CtrlK
BlogDocsLog inGet started
Tessl Logo

tessl/pypi-opencv-python

Pre-built Python bindings for OpenCV, the comprehensive open-source computer vision and image processing library with 2500+ algorithms

Overview
Eval results
Files

object-detection.mddocs/

Object Detection

OpenCV provides robust tools for detecting and recognizing objects in images and videos. The object detection module includes traditional computer vision methods like Haar cascades and HOG descriptors, as well as modern deep learning-based detectors. These capabilities enable applications such as face detection, pedestrian detection, QR code scanning, and custom object recognition.

Capabilities

Cascade Classifiers

Cascade classifiers use a machine learning approach based on Haar features or LBP features to detect objects. They are fast and efficient for real-time detection tasks.

CascadeClassifier Class

cv2.CascadeClassifier(filename=None)

Creates a cascade classifier object for object detection. If filename is provided, loads the cascade from the specified XML file.

Loading a Cascade

classifier.load(filename)

Loads a cascade classifier from an XML file. Returns True if successful, False otherwise.

Detecting Objects

objects = classifier.detectMultiScale(
    image,
    scaleFactor=1.1,
    minNeighbors=3,
    flags=0,
    minSize=(0, 0),
    maxSize=(0, 0)
)

Detects objects of different sizes in the input image. Returns a list of rectangles where objects were found, as (x, y, width, height) tuples.

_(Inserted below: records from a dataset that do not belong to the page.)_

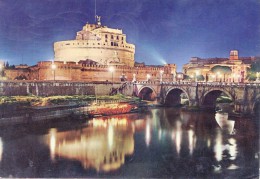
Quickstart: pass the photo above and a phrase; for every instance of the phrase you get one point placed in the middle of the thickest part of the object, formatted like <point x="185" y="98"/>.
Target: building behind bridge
<point x="232" y="69"/>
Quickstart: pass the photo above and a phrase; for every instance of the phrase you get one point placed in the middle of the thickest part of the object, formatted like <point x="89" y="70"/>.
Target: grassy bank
<point x="57" y="100"/>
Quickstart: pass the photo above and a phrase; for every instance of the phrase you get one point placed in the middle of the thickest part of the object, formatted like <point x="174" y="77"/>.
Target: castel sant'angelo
<point x="98" y="53"/>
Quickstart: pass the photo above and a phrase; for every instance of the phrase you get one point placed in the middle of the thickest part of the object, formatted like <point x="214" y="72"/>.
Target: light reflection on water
<point x="163" y="142"/>
<point x="101" y="146"/>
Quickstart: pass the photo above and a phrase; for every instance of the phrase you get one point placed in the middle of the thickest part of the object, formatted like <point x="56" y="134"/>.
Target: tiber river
<point x="161" y="143"/>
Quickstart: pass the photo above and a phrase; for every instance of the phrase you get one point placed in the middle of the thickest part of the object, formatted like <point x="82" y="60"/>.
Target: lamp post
<point x="179" y="77"/>
<point x="218" y="76"/>
<point x="161" y="74"/>
<point x="53" y="67"/>
<point x="257" y="76"/>
<point x="112" y="69"/>
<point x="148" y="76"/>
<point x="134" y="77"/>
<point x="213" y="77"/>
<point x="1" y="68"/>
<point x="196" y="75"/>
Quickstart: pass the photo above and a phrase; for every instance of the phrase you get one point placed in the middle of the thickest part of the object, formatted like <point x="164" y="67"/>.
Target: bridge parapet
<point x="243" y="95"/>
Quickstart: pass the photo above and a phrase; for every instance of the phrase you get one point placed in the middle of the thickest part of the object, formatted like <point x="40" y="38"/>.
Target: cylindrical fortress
<point x="98" y="43"/>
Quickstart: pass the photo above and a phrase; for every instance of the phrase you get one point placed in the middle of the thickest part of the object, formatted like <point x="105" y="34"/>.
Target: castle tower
<point x="233" y="55"/>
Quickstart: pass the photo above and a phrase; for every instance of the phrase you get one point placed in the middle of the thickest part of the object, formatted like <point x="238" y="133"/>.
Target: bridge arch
<point x="147" y="93"/>
<point x="209" y="99"/>
<point x="173" y="96"/>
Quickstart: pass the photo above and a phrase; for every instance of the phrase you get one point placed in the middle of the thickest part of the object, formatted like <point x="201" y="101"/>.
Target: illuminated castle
<point x="99" y="43"/>
<point x="90" y="57"/>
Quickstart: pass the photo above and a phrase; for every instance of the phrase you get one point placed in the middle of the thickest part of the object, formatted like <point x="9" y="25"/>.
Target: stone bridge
<point x="245" y="96"/>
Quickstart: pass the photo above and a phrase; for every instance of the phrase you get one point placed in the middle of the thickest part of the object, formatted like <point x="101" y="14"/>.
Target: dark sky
<point x="162" y="30"/>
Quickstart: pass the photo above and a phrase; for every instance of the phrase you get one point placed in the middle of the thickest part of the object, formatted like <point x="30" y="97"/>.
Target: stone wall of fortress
<point x="45" y="88"/>
<point x="82" y="72"/>
<point x="101" y="52"/>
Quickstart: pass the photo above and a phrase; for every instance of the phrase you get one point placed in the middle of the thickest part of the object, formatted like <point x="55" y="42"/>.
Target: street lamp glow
<point x="148" y="76"/>
<point x="111" y="69"/>
<point x="161" y="74"/>
<point x="53" y="67"/>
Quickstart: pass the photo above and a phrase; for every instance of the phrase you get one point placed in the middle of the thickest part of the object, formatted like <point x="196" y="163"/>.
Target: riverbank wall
<point x="52" y="88"/>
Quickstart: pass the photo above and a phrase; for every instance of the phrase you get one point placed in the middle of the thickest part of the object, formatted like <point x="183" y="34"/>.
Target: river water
<point x="160" y="143"/>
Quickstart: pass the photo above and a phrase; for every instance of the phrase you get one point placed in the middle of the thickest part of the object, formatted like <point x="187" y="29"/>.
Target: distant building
<point x="234" y="68"/>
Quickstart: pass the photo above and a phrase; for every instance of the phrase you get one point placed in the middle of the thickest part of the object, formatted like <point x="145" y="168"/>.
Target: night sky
<point x="169" y="31"/>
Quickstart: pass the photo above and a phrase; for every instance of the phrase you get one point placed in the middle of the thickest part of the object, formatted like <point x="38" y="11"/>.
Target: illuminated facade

  • image: Input image (grayscale recommended for better performance)
  • scaleFactor: Parameter specifying how much the image size is reduced at each scale (e.g., 1.1 means 10% reduction)
  • minNeighbors: Specifies how many neighbors each candidate rectangle should have to retain it (higher value results in fewer detections but higher quality)
  • flags: Legacy parameter from old API, typically set to 0
  • minSize: Minimum object size in pixels
  • maxSize: Maximum object size in pixels (0 means no limit)

Detecting with Level Information

objects, numDetections = classifier.detectMultiScale2(
    image,
    scaleFactor=1.1,
    minNeighbors=3,
    flags=0,
    minSize=(0, 0),
    maxSize=(0, 0)
)

Similar to detectMultiScale(), but also returns the number of neighbor rectangles for each detection, which can be used as a confidence measure.

Detecting with Weights

objects, rejectLevels, levelWeights = classifier.detectMultiScale3(
    image,
    scaleFactor=1.1,
    minNeighbors=3,
    flags=0,
    minSize=(0, 0),
    maxSize=(0, 0),
    outputRejectLevels=True
)

Extended detection that returns reject levels and level weights for each detection, providing more detailed information about detection confidence.

Example: Face Detection

import cv2

# Load the cascade classifier
face_cascade = cv2.CascadeClassifier(
    cv2.data.haarcascades + 'haarcascade_frontalface_default.xml'
)

# Load image
img = cv2.imread('image.jpg')
gray = cv2.cvtColor(img, cv2.COLOR_BGR2GRAY)

# Detect faces
faces = face_cascade.detectMultiScale(
    gray,
    scaleFactor=1.1,
    minNeighbors=5,
    minSize=(30, 30)
)

# Draw rectangles around faces
for (x, y, w, h) in faces:
    cv2.rectangle(img, (x, y), (x+w, y+h), (255, 0, 0), 2)

HOG Descriptor

Histogram of Oriented Gradients (HOG) is a feature descriptor used for object detection, particularly effective for pedestrian detection.

HOGDescriptor Class

hog = cv2.HOGDescriptor()

Creates a HOG descriptor and detector object with default parameters.

Computing HOG Descriptors

descriptors = hog.compute(
    img,
    winStride=(8, 8),
    padding=(0, 0),
    locations=None
)

Computes HOG descriptors for the image.

  • img: Input image
  • winStride: Step size for sliding window (in pixels)
  • padding: Padding around the image
  • locations: Optional list of detection locations

Returns a numpy array of HOG descriptors.

Setting the SVM Detector

hog.setSVMDetector(detector)

Sets the SVM (Support Vector Machine) detector coefficients for object detection. OpenCV provides pre-trained detectors.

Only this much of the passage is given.